Ope! And Now I’m Sad
At risk of sounding like someone that goes to therapy, I fully identify as someone that is:
- Highly sensitive
- Deeply empathetic
A combination that results in what I would describe as being “perpetually touched”.
I cry a lot. I get angry in the most bone deep way. I absorb peoples moods, usually only the bad ones, like a sponge. Feeling loved and witnessing love makes me weep.
I think you get it.
But to circle back to the part about absorbing people’s bad moods, I’ve also found that I do this with my environment too. As much as I try to carefully mind my corner of the earth, it is impossible for me not to think about everything that is wrong/bad/unjust/evil, that is happening literally all the time.
After finishing an episode of Code Switch, one of my favorite NPR podcasts, about the efforts being made to demolish all signs of life when it comes to DEI and DEIA and how doing so is already causing ripples of awful things to happen, it occurred to me that I haven’t been doing a very good job at separating myself from the constant drip of bad and disparaging news that seems to be leaking out of every orifice of the media.

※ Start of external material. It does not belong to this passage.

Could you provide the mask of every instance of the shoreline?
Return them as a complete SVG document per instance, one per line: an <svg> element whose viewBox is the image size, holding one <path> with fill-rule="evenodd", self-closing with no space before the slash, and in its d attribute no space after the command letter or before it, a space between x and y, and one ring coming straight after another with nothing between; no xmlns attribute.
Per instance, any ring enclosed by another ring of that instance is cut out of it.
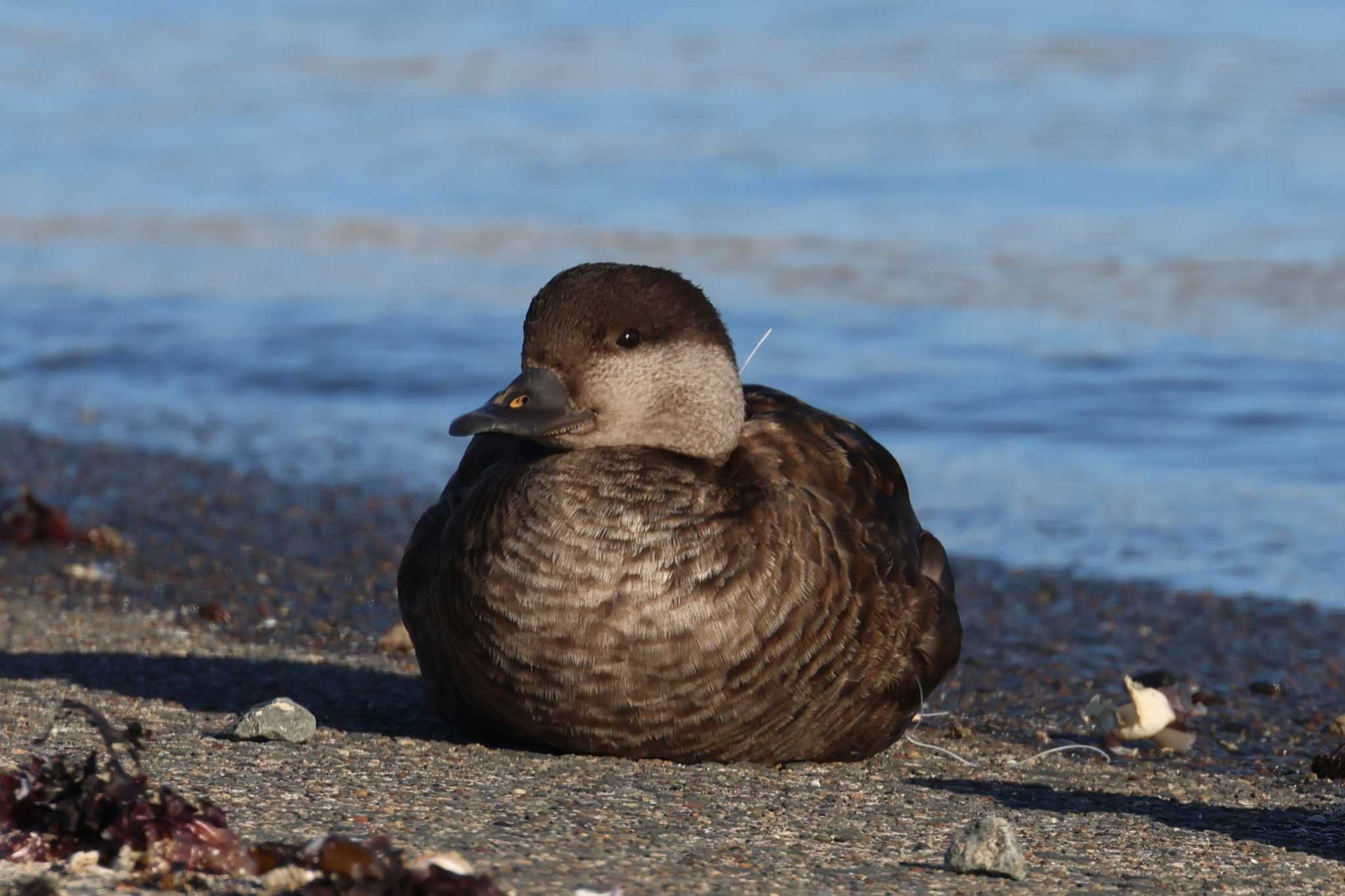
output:
<svg viewBox="0 0 1345 896"><path fill-rule="evenodd" d="M145 721L152 779L210 798L245 837L385 833L409 854L456 849L519 893L998 892L1013 884L942 869L952 833L987 811L1018 830L1034 892L1329 892L1345 872L1342 783L1307 772L1340 740L1325 728L1345 713L1345 611L955 555L963 660L929 705L951 715L919 737L978 767L908 742L785 768L554 756L448 740L414 658L377 649L432 496L0 423L0 486L22 484L136 551L0 545L5 767L74 697ZM94 563L109 580L71 578ZM1149 669L1223 701L1194 721L1189 755L1007 764L1083 739L1088 699L1120 697L1122 676ZM317 715L312 742L208 736L277 695ZM93 746L71 723L40 750Z"/></svg>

I’m not up to date on the day to day happenings. I can’t recite the headline of the day(unless someone brings it up in conversation. Which happens and I hate it, thanks). But I am very current on all the effects the aforementioned wrong/bad/unjust/evil things are having. So when someone says something along the lines of: “It’s whatever. It’s not affecting me directly so I’m not going to stress about it” I want to grab them and scream: “But it does!”
While I agree you shouldn’t be continually stressed about things that are not in your direct control, you should be well aware of the fact that there is a trickle down of consequences that is affecting you even if it doesn’t feel “direct”.
If you have ever cared for, loved, or interacted in any meaningful way with someone whose basic freedoms and liberties are under siege by this administration and/or the atrocities of war and failing government bodies, then it should affect you.
In this time where I am thinking about what I want from my life, how I spend my time, and the future of a child that I pray I’ll have the honor to bring in to this world one day soon, I am more inclined to take in and worry about the things I cannot do anything about.
So I’m deciding to manage what I can and let go what I can’t. That starts with limiting how much access I have to knowledge about how the current going’s on is resulting in massive levels of uncertainty about and fear of the future.
I’m labeling it as a very planned period of sticking my head in the sand. While I’m there I intend to expand my mind in other ways. Like writing for this blog and doing more creative writing(write the first draft of a novel?). I’ll also be spending time focusing on things I can look forward to on the calendar, like more lazy weekends with my mom, a bachelorette party with my closets friends, and getting married to my best friend in just 3 short months(!!). And most of all, I want to focus on healing.
I have grieved endlessly for the last 5 years and I am weary. But I’m also grateful for surviving it so now I want to see how life feels when I’m not weighed down with the heaviness of sorrow;I’m choosing a different door
Every single day I make a choice to get up and do the hard work of living even though there are some days where changing out of my pajamas feels like a Herculean feat. But as I am writing this, I am made aware, once again, that change is catalyzed by progress. To make progress, I need to be sane. So if remaining sane means not knowing things for a little while, then I’ve got to do what I’ve got to do.